11 U.S.C. § 349(b). As pointed out by the Ninth Circuit Court of Appeals in In re Nash, 765 F.2d 1410, 1414 (9th Cir.1985), "[t]he legislative history of § 349(b) states that `[t]he basic purpose of the subsection is to undo the bankruptcy case, as far as practicable, and to restore all property rights to the position in which they were found at the commencement of the case.'" (citing S.Rep. No. 989, 95th Cong., 2d Sess. 49, U.S. Code Cong. & Admin.News 1978, pp. 5787, 5835). See also In re Income Property Builders, Inc., 699 F.2d 963, 965 (9th Cir.1982) (§ 349 "obviously contemplates that on dismissal a bankrupt is reinvested with the estate, subject to all encumbrances which existed prior to the bankruptcy.")

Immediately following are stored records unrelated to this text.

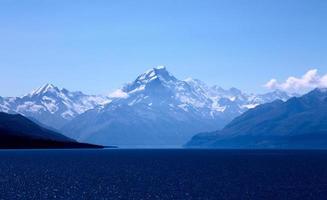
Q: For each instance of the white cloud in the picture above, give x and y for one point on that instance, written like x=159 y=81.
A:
x=310 y=80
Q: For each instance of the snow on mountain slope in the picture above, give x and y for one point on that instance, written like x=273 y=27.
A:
x=51 y=106
x=157 y=109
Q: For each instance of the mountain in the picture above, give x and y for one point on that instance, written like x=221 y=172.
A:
x=51 y=106
x=17 y=131
x=157 y=109
x=300 y=122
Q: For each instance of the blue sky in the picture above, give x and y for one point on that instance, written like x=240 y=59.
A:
x=96 y=46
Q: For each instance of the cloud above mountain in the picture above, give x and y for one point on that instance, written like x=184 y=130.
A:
x=310 y=80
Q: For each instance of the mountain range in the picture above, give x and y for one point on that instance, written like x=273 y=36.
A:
x=156 y=109
x=300 y=122
x=16 y=131
x=51 y=106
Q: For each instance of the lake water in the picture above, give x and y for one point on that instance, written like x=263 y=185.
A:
x=162 y=174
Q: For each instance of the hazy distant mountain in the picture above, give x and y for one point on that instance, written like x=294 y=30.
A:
x=17 y=131
x=300 y=122
x=158 y=109
x=51 y=106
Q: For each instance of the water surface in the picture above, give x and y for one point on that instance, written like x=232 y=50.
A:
x=162 y=174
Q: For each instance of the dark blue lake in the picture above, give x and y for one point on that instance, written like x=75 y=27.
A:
x=162 y=174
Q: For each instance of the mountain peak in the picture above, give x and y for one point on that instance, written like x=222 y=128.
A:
x=159 y=73
x=45 y=88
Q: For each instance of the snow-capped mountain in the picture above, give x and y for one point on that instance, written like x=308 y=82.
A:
x=50 y=105
x=159 y=109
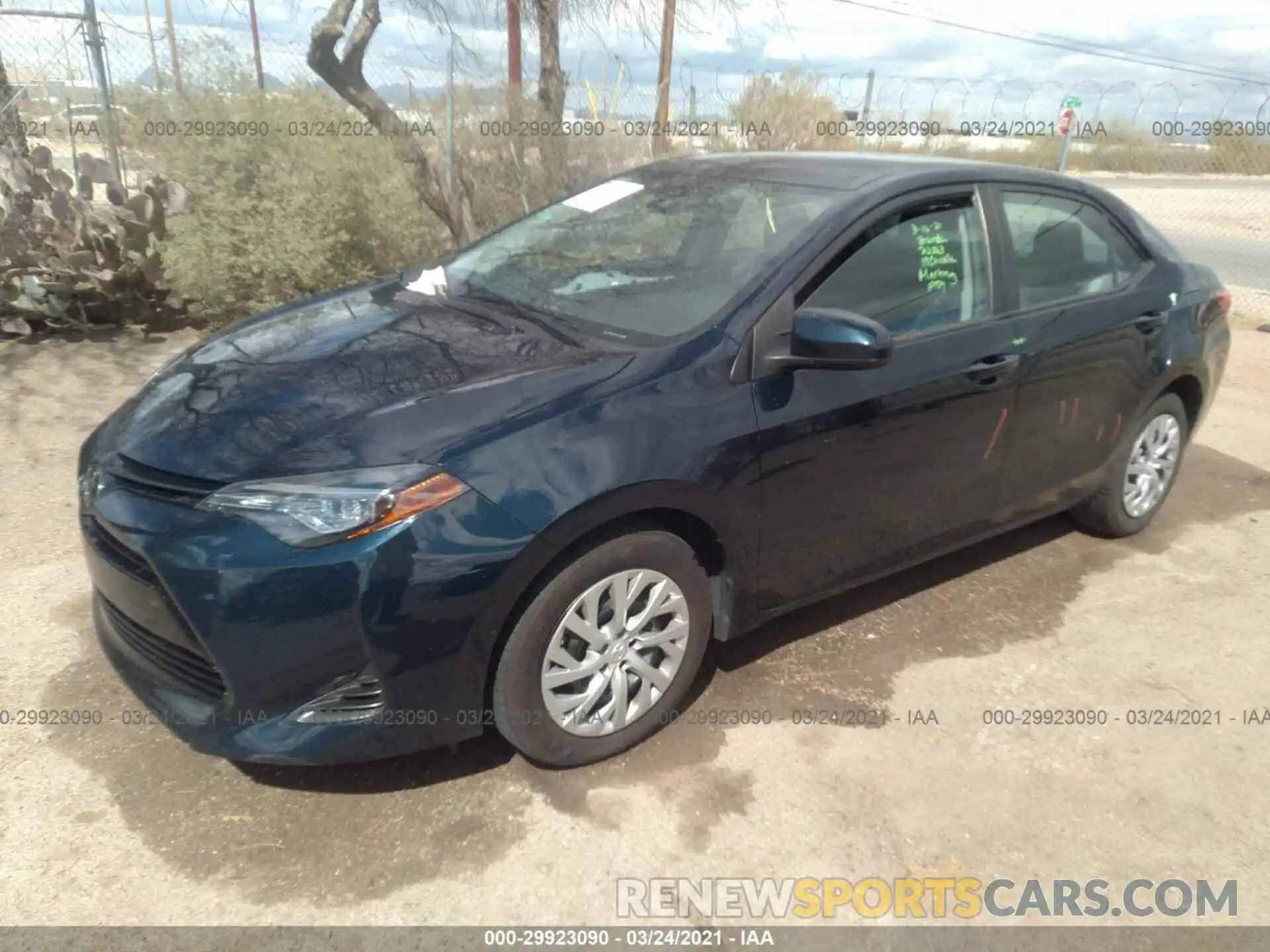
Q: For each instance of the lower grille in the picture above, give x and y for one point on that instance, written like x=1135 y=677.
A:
x=359 y=699
x=186 y=669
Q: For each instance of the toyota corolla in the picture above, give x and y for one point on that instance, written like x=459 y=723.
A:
x=523 y=488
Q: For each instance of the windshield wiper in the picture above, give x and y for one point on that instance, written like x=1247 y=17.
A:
x=545 y=320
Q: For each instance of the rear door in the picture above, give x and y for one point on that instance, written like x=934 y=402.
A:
x=863 y=470
x=1090 y=306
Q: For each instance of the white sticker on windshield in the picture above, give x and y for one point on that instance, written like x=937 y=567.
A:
x=431 y=282
x=603 y=194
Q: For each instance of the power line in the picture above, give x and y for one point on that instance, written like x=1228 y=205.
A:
x=1167 y=61
x=1072 y=46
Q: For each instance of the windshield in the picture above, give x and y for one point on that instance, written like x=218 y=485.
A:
x=639 y=259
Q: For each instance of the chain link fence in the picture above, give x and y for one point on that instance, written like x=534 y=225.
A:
x=1194 y=158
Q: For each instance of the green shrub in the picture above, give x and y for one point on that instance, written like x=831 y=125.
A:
x=276 y=216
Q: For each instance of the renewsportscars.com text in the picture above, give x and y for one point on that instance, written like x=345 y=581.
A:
x=930 y=898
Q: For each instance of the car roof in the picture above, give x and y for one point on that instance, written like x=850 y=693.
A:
x=854 y=171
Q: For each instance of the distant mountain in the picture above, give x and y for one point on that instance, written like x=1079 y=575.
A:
x=148 y=79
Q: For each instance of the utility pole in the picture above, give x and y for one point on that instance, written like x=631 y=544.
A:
x=663 y=78
x=154 y=54
x=172 y=48
x=450 y=122
x=95 y=50
x=255 y=46
x=515 y=89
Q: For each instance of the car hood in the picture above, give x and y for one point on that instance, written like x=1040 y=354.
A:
x=366 y=376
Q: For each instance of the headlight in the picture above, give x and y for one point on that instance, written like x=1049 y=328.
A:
x=313 y=510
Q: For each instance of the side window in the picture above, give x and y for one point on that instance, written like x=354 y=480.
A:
x=921 y=268
x=1064 y=249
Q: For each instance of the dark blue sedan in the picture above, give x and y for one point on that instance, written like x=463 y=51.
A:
x=523 y=488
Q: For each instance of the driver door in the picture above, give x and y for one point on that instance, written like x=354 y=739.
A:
x=868 y=469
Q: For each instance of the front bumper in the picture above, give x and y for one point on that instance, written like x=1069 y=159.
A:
x=225 y=634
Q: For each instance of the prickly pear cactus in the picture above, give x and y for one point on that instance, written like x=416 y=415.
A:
x=69 y=263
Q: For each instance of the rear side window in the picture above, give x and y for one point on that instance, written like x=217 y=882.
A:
x=1155 y=237
x=1064 y=249
x=921 y=268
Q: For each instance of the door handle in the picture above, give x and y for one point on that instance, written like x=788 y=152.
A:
x=1151 y=324
x=992 y=368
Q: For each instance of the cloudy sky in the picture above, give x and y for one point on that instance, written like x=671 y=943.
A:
x=920 y=63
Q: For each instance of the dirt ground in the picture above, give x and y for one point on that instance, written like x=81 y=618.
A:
x=114 y=824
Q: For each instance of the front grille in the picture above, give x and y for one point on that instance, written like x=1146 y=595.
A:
x=186 y=669
x=158 y=484
x=117 y=554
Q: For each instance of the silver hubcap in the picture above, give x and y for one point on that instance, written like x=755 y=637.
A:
x=615 y=653
x=1152 y=465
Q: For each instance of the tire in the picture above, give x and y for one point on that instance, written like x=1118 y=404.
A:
x=521 y=710
x=1105 y=513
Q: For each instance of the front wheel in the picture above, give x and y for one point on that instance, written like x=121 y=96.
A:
x=1141 y=474
x=605 y=651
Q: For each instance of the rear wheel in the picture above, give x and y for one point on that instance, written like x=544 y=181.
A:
x=1142 y=473
x=605 y=651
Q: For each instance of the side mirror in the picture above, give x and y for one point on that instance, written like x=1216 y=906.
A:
x=829 y=339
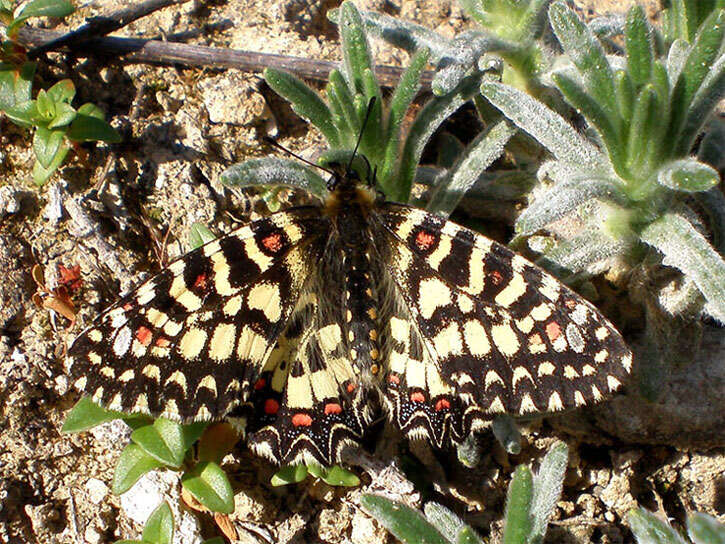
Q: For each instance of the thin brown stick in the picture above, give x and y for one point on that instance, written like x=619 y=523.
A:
x=96 y=27
x=135 y=50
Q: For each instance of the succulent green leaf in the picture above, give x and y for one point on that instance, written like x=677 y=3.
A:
x=208 y=484
x=46 y=143
x=133 y=463
x=684 y=248
x=24 y=114
x=41 y=173
x=597 y=116
x=406 y=524
x=507 y=433
x=479 y=155
x=64 y=115
x=199 y=234
x=444 y=520
x=468 y=536
x=159 y=528
x=705 y=529
x=565 y=197
x=548 y=484
x=688 y=175
x=518 y=523
x=408 y=36
x=46 y=8
x=167 y=440
x=544 y=125
x=400 y=102
x=289 y=475
x=649 y=529
x=588 y=56
x=305 y=102
x=87 y=414
x=87 y=128
x=16 y=84
x=274 y=171
x=426 y=123
x=640 y=46
x=339 y=477
x=63 y=91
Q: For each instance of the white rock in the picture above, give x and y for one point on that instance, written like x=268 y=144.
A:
x=149 y=492
x=97 y=490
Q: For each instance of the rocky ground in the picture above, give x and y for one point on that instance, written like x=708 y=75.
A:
x=109 y=211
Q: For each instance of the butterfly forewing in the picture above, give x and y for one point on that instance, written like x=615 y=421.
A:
x=187 y=343
x=510 y=337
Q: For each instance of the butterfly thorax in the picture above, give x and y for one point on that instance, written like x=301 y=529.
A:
x=349 y=206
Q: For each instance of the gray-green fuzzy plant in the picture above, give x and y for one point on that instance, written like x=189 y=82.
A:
x=393 y=155
x=509 y=30
x=650 y=529
x=529 y=505
x=628 y=194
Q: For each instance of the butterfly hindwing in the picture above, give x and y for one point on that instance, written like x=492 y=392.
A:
x=508 y=336
x=187 y=343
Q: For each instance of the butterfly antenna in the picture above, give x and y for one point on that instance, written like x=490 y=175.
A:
x=273 y=143
x=362 y=131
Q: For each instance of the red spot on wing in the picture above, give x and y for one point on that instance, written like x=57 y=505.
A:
x=271 y=407
x=424 y=240
x=442 y=404
x=301 y=420
x=273 y=242
x=143 y=335
x=553 y=330
x=200 y=282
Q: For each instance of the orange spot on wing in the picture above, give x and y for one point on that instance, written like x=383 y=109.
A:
x=143 y=335
x=394 y=379
x=301 y=420
x=273 y=242
x=200 y=282
x=553 y=330
x=424 y=240
x=271 y=407
x=442 y=404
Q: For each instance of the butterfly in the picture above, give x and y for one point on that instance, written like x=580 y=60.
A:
x=308 y=323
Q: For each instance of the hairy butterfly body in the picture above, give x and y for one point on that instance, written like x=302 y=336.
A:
x=307 y=321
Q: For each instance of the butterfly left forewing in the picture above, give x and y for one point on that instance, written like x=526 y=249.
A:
x=187 y=342
x=508 y=336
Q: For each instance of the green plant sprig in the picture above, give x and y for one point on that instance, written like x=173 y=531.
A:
x=58 y=126
x=529 y=506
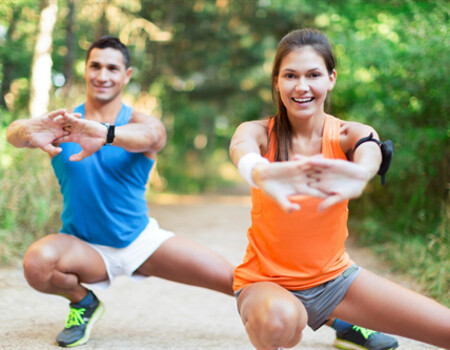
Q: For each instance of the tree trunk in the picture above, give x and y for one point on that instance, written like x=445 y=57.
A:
x=41 y=71
x=8 y=61
x=70 y=44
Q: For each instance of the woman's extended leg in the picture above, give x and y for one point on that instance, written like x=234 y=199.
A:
x=377 y=303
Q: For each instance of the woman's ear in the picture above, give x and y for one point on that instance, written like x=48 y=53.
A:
x=333 y=77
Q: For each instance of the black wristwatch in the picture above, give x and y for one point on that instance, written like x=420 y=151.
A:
x=110 y=135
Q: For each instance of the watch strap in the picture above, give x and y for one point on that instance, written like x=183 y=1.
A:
x=110 y=134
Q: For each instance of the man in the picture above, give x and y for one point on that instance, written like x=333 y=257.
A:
x=106 y=230
x=102 y=155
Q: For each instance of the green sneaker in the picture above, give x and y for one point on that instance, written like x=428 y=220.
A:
x=358 y=338
x=79 y=323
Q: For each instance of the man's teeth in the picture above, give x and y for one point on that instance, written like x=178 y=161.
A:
x=303 y=100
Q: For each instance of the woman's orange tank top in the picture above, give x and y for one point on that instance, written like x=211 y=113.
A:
x=299 y=250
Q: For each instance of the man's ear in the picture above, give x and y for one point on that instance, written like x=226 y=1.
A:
x=128 y=73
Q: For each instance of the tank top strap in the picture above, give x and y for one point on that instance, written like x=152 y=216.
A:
x=331 y=147
x=270 y=155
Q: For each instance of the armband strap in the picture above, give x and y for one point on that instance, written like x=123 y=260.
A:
x=246 y=165
x=387 y=150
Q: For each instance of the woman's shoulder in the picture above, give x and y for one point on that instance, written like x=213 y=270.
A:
x=351 y=132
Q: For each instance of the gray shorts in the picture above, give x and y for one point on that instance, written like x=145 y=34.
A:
x=320 y=301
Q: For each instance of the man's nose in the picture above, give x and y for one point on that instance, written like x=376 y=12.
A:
x=103 y=74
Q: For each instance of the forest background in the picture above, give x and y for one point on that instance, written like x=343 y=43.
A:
x=203 y=67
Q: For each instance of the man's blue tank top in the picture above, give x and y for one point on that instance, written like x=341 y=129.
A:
x=104 y=194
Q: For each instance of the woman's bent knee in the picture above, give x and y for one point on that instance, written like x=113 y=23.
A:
x=278 y=325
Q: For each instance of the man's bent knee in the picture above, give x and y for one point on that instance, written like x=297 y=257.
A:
x=39 y=263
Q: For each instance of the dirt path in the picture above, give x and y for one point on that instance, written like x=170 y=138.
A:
x=157 y=314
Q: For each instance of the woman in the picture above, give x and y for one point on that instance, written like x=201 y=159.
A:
x=304 y=167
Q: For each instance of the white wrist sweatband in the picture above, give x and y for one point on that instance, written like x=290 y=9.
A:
x=246 y=165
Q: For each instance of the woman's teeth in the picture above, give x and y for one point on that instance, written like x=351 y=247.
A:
x=303 y=100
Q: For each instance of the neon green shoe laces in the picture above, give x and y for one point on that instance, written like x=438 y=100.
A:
x=75 y=317
x=366 y=333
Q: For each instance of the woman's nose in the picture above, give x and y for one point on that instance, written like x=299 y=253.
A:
x=302 y=84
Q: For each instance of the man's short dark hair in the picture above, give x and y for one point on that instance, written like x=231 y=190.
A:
x=112 y=42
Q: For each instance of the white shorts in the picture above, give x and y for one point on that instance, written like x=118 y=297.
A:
x=125 y=261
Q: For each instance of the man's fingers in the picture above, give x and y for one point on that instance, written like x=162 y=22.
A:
x=51 y=150
x=79 y=156
x=52 y=115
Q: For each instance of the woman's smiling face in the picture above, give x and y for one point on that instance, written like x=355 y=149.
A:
x=303 y=83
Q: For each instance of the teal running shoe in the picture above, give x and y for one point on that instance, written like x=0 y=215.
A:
x=358 y=338
x=79 y=323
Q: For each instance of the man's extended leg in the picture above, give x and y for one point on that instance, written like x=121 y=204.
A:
x=57 y=264
x=181 y=260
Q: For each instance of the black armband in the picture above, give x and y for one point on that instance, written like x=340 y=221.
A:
x=387 y=150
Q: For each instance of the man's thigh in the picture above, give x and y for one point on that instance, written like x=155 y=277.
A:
x=70 y=255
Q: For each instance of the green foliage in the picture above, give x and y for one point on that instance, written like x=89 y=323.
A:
x=29 y=199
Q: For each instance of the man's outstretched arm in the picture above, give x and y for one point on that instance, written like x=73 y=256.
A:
x=143 y=134
x=40 y=132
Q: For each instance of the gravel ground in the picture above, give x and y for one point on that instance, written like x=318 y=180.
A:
x=154 y=313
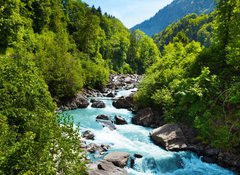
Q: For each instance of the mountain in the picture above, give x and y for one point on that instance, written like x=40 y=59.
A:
x=201 y=29
x=172 y=13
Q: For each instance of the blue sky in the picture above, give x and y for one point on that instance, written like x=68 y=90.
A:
x=130 y=12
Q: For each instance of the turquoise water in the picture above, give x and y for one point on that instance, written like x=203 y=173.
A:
x=135 y=139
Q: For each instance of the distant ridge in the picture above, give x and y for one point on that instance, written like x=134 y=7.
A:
x=172 y=13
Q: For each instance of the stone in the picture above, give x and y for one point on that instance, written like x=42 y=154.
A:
x=144 y=117
x=98 y=104
x=81 y=101
x=107 y=123
x=170 y=137
x=124 y=102
x=119 y=159
x=104 y=167
x=111 y=94
x=88 y=135
x=138 y=155
x=119 y=120
x=102 y=117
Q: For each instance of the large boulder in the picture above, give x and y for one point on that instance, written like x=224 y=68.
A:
x=169 y=136
x=102 y=117
x=105 y=167
x=88 y=135
x=119 y=120
x=119 y=159
x=124 y=102
x=98 y=104
x=144 y=117
x=111 y=94
x=79 y=101
x=108 y=124
x=148 y=117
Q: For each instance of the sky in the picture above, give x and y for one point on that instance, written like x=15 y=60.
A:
x=130 y=12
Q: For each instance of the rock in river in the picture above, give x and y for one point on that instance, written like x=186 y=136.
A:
x=88 y=135
x=104 y=167
x=117 y=158
x=102 y=117
x=170 y=137
x=124 y=102
x=119 y=120
x=144 y=117
x=98 y=104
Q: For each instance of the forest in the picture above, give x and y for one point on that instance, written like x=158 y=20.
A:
x=51 y=49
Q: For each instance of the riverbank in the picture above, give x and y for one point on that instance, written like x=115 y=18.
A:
x=144 y=117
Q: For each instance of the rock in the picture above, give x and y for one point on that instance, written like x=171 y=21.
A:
x=119 y=120
x=208 y=159
x=94 y=148
x=107 y=123
x=111 y=94
x=105 y=147
x=93 y=100
x=104 y=167
x=138 y=155
x=170 y=137
x=124 y=102
x=102 y=117
x=211 y=152
x=144 y=117
x=88 y=135
x=132 y=162
x=98 y=104
x=119 y=159
x=79 y=101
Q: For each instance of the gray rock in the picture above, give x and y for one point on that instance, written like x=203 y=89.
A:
x=88 y=135
x=119 y=159
x=119 y=120
x=81 y=101
x=98 y=104
x=138 y=155
x=124 y=102
x=107 y=123
x=144 y=117
x=111 y=94
x=170 y=137
x=102 y=117
x=104 y=167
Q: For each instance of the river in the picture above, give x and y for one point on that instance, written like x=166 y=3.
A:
x=135 y=139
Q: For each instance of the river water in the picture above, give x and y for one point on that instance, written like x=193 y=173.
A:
x=135 y=139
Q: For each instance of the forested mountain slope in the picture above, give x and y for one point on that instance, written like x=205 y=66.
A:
x=189 y=28
x=198 y=85
x=49 y=51
x=172 y=13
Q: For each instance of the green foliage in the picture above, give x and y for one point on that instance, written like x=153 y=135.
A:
x=199 y=86
x=172 y=13
x=192 y=27
x=31 y=139
x=142 y=52
x=60 y=68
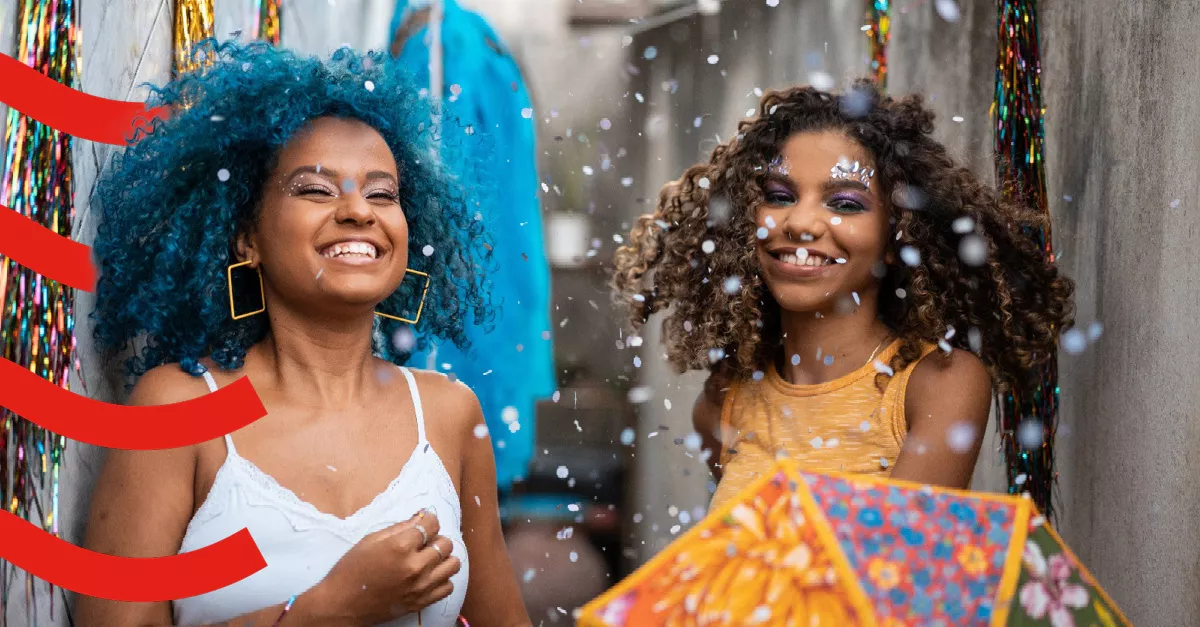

If the effect of the dismissal of a case is to completely "undo" a case and to restore all parties to their pre-bankruptcy positions regardless of all interim activities undertaken and orders and judgments entered by the bankruptcy court, surely the IRS must be returned to its pre-bankruptcy position as well, including being permitted to go back and calculate interest and penalties on former "pre-petition" debts. So reasoned the court under similar facts in In re Mitchell, 93 B.R. 615, 617 (Bankr. W.D.Tenn.1988) ("since the [original] case was dismissed, the [IRS] was entitled to proceed as if no Bankruptcy filing occurred, including going back and calculating penalty and interest.")[2] To hold otherwise, this Court believes, could, in effect, give creative debtors two consecutive three to five-year periods in which to pay off priority tax debts without the accumulation of interest. Had this been the intention of Congress, surely § 1322(c), providing for a maximum repayment period of five years in a Chapter 13 case, would read differently.
For these reasons, this Court holds that pursuant to 11 U.S.C. § 349(b), where the original bankruptcy case has been dismissed, the IRS is entitled, in a subsequent bankruptcy case, to go back and calculate penalties and interest on its original prepetition claim, which penalties and interest had been previously suspended by the original filing.
Counsel for the IRS is hereby instructed to prepare an appropriate order.
NOTES
[1] Nicholas was decided under the Bankruptcy Act, not the Bankruptcy Code. However, it is generally agreed that Nicholas remains good law under the Code. See, e.g., In re Mark Anthony Construction, Inc., 886 F.2d 1101, 1106-1107 (9th Cir.1989).
[2] In addition to relying on § 349(b), the Mitchell court further distinguished the Lottman case by noting that in Lottman, the IRS was making a claim against the estate, while in the case before it the IRS was making a claim against the debtor individually. This factor was significant, the Mitchell court believed, because in Bruning v. United States, 376 U.S. 358, 84 S. Ct. 906, 11 L. Ed. 2d 772 (1964), the Supreme Court held that post-petition interest on nondischargeable tax claims is recoverable in a later action against a debtor personally, despite the general rule that interest ceases to accrue on a debt at the time that a petition in bankruptcy is filed. Whether a claim of the IRS is against the estate or an individual debtor, this Court believes that the effect of dismissal pursuant to § 349(b) is sufficient to bring this case out from under the rule of Nicholas. Accordingly, it is not necessary to this Court's holding to find that the IRS is currently pursuing the Debtors individually rather than the estate.